Signature generation code is here:
https://github.com/mozilla-services/socorro/tree/main/socorro/signature
The lists for configuring the C signature generation class are here:
https://github.com/mozilla-services/socorro/tree/main/socorro/signature/siglists
How to make a signature generation change¶
Signature generation changes are typically self-service. Code reviews and deployments are handled by the Socorro maintainers, but we ask you to file a pull request on GitHub with the desired change.
To make a change to signature generation:
Write up a bug in the Socorro product and please include the following:
explanation of what the problem you want to solve is
urls of examples of crashes that have the problem you’re trying to solve
Examples of signature generation change bugs:
If you’ve made changes to signature generation before or you’re confident in the change you’re making, you can make changes directly using the GitHub interface:
https://github.com/mozilla-services/socorro/tree/main/socorro/signature/siglists
If you want to test your changes or experiment with them, then you’ll need to set up a local development environment and make the changes with a GitHub pull request.
See Development for setting up a local development environment.
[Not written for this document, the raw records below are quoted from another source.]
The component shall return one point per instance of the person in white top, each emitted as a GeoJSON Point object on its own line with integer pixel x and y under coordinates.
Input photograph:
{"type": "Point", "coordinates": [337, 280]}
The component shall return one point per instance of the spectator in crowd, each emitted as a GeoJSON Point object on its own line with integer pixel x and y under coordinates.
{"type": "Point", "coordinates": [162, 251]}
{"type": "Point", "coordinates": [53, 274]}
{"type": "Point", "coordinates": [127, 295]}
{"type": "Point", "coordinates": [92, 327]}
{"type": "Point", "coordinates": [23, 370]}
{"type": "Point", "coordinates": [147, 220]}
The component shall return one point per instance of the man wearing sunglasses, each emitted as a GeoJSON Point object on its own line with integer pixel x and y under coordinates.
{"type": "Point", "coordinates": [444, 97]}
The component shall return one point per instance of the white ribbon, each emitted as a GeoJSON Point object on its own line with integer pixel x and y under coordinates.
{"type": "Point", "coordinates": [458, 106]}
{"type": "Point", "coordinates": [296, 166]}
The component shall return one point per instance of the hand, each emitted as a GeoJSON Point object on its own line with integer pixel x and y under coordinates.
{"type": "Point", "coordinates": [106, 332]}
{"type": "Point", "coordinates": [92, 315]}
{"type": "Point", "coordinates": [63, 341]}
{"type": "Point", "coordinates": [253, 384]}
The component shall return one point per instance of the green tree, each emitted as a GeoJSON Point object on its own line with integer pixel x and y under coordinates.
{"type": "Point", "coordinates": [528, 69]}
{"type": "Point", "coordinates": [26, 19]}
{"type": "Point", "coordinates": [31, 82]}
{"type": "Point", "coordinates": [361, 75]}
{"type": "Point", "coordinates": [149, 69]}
Read through the rest of this chapter which describes how signature generation works, what files are involved, and how to test changes.
How to review a signature generation changes¶
This is done by the Socorro maintainers.
Make sure the PR has a corresponding bug in Bugzilla and references the bug in the commit summary.
This is important because signature generation is tricky and we need the historical data for what changes we made, for whom, why, and how it affected signature generation.
Verify there are no typos in the change.
We have a unit test that verifies there are no syntax errors in those files, but that (obviously) doesn’t cover typos.
Run the pull request changes through signature generation using the command line interface in your local dev environment. See Signature generation module.
Verify with the author that the changes occur as intended.
Merge the PR and verify the example crashes on -stage.
The easiest way to do that is to use Super Search and search for a signature. The most common change is an addition to the prefix list, in which case you want to search for the frame signature that was added, and verify that in recent signatures there is something following it.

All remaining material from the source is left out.